Submitted by Caesar on

Hello folks,

Stanford now calls their OC the "Andrew Luck Director of Offense." So I thought it would be fun to do the same for Michigan. Feel free to name every coaching position (from the head coach down to the kid who cuts videotape for the staff).

+1s generally handed out to creative/crazy names.

LSAClassOf2000

May 22nd, 2012 at 8:12 PM ^

In honor of our esteemed Fred Jackson, this can become the Chief Hyperbolist, funded by a grant from the American Association Of Poets and with the support of Alumni / Alumnae Like You. 

Stike A Pose

May 22nd, 2012 at 8:28 PM ^

The Lloyd Brady Director of Awesomeness.

Since there's not an official fan position, I figure this title would be awarded to the Drum Major of the MMB every year considering they lead the biggest fans at the games Saturday.

UMgradMSUdad

May 22nd, 2012 at 8:30 PM ^

For DC, Schembechler- Hoke-Mattison-Woodson-Woodley, otherwise known as Sham Wow.

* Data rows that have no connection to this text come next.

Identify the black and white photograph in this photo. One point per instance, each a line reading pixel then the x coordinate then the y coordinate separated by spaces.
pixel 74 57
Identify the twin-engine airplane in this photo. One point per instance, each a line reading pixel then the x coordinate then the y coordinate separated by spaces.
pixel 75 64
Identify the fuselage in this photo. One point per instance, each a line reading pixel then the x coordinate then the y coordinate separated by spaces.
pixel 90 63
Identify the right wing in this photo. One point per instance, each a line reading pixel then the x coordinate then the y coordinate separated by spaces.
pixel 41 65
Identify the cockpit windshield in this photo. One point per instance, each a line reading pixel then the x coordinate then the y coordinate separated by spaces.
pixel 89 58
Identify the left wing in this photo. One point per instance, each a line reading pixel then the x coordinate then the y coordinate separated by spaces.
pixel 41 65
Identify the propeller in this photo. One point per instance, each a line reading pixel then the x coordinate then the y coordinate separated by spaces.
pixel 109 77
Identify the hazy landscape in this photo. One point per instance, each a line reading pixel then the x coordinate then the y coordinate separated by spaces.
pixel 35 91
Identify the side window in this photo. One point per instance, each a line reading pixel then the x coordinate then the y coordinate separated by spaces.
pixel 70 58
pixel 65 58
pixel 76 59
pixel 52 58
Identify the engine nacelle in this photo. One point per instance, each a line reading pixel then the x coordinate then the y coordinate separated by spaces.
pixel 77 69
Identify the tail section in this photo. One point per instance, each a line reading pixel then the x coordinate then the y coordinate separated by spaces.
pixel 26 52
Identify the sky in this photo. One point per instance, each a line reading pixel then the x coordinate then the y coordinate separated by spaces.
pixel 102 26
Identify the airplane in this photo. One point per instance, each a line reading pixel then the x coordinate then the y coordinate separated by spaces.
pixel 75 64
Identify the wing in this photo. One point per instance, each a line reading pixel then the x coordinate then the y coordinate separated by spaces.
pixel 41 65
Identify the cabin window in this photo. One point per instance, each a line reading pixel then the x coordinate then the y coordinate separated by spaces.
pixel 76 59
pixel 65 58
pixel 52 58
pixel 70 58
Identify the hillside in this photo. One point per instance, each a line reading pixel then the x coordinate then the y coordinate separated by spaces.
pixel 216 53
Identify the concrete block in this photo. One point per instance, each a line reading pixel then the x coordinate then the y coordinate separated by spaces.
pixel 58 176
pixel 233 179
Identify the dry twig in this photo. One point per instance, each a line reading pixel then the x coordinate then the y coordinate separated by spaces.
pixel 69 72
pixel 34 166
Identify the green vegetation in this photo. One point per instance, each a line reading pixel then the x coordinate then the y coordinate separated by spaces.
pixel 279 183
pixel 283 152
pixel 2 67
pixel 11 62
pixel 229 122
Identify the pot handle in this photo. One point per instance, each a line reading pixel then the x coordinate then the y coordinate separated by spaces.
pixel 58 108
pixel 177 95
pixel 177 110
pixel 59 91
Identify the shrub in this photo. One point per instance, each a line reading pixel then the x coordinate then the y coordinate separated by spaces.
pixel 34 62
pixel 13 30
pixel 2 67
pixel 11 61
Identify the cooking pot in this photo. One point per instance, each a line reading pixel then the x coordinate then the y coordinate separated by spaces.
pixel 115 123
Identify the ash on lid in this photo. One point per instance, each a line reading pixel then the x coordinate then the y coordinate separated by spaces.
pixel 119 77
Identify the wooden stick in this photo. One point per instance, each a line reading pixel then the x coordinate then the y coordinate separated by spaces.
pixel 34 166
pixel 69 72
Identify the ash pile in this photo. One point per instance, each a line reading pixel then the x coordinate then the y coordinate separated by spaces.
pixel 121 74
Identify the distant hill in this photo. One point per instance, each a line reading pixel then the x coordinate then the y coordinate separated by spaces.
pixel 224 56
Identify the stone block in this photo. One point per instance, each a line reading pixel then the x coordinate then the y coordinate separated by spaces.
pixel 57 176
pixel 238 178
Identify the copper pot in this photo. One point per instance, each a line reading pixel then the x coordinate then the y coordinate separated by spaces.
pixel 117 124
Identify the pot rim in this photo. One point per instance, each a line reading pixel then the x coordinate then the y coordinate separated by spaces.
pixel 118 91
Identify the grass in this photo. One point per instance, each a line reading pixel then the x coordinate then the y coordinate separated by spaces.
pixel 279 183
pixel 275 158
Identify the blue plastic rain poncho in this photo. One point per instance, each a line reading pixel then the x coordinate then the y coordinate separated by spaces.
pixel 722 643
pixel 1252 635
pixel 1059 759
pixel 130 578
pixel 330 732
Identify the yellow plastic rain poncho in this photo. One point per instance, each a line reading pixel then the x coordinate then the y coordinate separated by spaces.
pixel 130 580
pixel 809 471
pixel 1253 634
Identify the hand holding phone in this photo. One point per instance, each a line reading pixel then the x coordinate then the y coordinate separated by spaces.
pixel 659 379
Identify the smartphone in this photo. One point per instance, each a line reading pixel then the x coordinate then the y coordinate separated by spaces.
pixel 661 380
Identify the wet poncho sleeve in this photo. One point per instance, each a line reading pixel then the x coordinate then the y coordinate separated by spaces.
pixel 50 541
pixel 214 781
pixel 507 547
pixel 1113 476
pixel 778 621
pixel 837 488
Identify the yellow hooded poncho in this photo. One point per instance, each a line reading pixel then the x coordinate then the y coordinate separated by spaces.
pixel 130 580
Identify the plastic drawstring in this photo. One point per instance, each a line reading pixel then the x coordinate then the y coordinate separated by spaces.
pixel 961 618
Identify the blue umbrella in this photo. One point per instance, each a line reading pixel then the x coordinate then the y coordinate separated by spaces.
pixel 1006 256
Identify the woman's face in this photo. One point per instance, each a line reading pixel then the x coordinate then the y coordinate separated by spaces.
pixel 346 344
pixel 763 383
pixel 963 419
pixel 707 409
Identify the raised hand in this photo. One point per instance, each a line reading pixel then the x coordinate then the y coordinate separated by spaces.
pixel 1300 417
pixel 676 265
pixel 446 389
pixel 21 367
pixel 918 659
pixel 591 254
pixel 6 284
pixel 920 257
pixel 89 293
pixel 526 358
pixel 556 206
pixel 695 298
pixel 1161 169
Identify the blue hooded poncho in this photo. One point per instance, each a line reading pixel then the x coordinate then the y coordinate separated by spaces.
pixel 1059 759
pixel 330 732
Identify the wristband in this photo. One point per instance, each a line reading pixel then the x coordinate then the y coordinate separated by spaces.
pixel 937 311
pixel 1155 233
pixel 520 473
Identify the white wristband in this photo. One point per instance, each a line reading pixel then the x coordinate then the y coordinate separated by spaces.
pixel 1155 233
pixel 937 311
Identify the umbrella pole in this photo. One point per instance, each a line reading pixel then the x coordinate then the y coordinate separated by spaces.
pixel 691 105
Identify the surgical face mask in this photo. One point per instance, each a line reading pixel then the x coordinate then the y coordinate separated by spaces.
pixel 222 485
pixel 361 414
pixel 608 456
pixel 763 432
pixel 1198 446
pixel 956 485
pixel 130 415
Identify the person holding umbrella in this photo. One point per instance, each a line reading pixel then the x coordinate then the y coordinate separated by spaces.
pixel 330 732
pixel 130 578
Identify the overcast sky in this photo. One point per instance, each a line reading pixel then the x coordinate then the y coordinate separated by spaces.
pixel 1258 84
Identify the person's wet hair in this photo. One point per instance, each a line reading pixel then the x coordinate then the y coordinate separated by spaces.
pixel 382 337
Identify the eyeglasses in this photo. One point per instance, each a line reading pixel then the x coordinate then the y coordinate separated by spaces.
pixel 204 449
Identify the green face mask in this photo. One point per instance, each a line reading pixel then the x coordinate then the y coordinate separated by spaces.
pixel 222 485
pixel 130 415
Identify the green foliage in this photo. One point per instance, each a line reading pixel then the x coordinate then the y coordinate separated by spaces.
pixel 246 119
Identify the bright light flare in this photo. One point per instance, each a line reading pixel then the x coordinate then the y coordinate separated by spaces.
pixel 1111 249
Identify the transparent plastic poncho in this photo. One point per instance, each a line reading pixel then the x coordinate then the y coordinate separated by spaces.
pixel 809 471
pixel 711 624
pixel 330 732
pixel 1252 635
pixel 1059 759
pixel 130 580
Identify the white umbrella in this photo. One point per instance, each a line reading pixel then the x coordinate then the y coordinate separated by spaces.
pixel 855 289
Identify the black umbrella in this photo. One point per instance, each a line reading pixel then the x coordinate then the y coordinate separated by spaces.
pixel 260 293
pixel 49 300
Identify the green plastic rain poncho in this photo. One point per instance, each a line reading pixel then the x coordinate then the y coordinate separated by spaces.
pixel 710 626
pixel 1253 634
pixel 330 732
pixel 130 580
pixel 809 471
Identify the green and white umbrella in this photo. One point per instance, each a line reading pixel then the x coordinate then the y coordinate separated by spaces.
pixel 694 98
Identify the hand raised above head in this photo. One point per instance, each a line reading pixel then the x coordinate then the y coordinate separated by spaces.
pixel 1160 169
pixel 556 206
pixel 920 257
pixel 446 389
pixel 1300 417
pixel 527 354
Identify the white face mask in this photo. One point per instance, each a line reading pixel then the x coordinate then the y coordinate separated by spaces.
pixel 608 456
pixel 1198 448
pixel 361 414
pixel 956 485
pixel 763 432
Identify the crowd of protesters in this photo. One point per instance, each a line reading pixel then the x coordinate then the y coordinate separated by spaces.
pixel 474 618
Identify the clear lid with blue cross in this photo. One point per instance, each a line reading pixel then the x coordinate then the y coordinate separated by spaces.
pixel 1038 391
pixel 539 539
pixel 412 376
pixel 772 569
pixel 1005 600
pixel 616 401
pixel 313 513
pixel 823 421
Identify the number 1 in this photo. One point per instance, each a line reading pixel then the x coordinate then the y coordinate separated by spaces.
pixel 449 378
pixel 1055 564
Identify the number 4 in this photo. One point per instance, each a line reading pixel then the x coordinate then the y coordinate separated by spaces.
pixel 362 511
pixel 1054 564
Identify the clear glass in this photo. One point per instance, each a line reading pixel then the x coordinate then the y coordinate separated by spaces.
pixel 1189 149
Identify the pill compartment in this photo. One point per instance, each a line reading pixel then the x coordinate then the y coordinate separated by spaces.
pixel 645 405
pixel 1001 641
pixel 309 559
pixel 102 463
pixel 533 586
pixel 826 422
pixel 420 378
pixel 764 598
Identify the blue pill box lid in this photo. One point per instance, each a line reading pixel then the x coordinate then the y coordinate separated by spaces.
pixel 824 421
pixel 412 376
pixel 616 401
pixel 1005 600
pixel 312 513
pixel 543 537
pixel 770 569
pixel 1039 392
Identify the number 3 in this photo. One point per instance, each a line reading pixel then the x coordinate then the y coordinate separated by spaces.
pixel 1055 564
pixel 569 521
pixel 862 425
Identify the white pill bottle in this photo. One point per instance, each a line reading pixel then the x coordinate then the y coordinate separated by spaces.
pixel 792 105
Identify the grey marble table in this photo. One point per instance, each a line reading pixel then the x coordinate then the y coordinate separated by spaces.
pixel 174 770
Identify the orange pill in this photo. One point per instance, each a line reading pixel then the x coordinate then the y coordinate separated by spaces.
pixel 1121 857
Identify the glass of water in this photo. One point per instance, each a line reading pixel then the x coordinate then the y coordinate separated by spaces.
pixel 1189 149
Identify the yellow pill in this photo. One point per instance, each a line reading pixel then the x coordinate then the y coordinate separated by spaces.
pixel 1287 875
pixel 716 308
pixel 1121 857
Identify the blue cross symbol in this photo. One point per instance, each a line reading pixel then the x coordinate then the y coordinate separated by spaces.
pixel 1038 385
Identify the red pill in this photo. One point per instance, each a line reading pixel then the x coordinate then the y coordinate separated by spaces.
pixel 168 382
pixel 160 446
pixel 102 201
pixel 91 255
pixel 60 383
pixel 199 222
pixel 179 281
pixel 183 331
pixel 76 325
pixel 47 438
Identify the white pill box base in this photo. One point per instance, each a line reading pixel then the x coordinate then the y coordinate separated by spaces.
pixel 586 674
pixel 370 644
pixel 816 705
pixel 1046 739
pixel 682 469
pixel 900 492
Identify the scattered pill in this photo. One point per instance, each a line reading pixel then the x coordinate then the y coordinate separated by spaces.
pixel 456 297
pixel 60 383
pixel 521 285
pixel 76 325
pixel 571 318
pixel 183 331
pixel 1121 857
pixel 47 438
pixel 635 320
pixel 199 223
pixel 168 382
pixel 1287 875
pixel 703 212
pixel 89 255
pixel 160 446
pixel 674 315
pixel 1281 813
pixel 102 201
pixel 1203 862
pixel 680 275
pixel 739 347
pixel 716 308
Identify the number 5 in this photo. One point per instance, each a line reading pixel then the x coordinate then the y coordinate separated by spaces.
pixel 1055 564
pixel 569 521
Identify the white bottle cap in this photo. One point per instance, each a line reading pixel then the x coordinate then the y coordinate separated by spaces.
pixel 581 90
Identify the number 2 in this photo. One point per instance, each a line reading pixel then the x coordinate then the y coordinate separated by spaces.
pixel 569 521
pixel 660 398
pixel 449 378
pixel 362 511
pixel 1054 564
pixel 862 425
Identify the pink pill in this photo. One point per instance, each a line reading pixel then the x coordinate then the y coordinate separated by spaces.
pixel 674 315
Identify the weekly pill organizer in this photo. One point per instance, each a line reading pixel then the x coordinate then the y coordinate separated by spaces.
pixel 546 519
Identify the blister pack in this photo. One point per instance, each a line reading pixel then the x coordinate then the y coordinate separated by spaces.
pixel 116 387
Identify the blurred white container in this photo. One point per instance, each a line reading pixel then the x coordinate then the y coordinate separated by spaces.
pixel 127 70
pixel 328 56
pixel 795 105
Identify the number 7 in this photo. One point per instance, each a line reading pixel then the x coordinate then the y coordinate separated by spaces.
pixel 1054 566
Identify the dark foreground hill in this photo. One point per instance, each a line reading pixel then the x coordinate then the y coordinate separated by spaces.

There should be newly named awards too, like the Poops Excellence award or the Singing Muppets MVP.

MichiganManOf1961

May 22nd, 2012 at 8:48 PM ^

"The 3-3-5, Presented by Greg Robinson, in Conjunction with FacePalm Guy"

-Herm

MaizeMN

May 22nd, 2012 at 8:54 PM ^

The Ryan VanBergen purveyor of Sampsonesque locks and animalistic D-lineman and hair-care products concierge.

or possibly:

The Taylor Lewan "I'm man enough to kick your ass and still ride a twosie" O-line coordinator.

or just maybe:

The Dave Molk "I don't give a flyin-f&$% what you milktoast eatin' b#*$ches think cuz we're gonna kick yer sissyboy a%%#^ all over this motherf(&#^*&g field. P.S. I love my team, my coach and my QB"  O-line coach. 

MaizeMN

May 22nd, 2012 at 9:34 PM ^

The Section 1= BKs Finest=The  Partyroom=The_Ignorance crazy-ass special teams outside gunner Coach

Neg-Ho! 

EDIT: Forgot my fav:

The Mark Smith Unfrozen Caveman Linebacker  Recruiting Coach

john22

May 22nd, 2012 at 9:43 PM ^

COACH= SHOELACE.RB'S COACH=THOMASPERRYHART.FB'S COACH=ASKEW.WR'S COACH=CARTERHOWARDEDWARDS.OL COACH=LONGLEWAN.DL COACH=HALLWOODLEYGRAHAMMARTIN.LB'S COACH=HARRISRYAN.DB'S COACH=WOODSONJACKSONHALLWARREN.ST'S COACH MESKOGIBBIONS.GO BLUE!!!

jhackney

May 22nd, 2012 at 9:45 PM ^

Commander of Team Vanity and Chief Hair Recooperation Beta Tester for Proctor and Gamble Corporation, Head and Shoulders Subdivision.

Why not make some loot off the deal? Cha-Ching!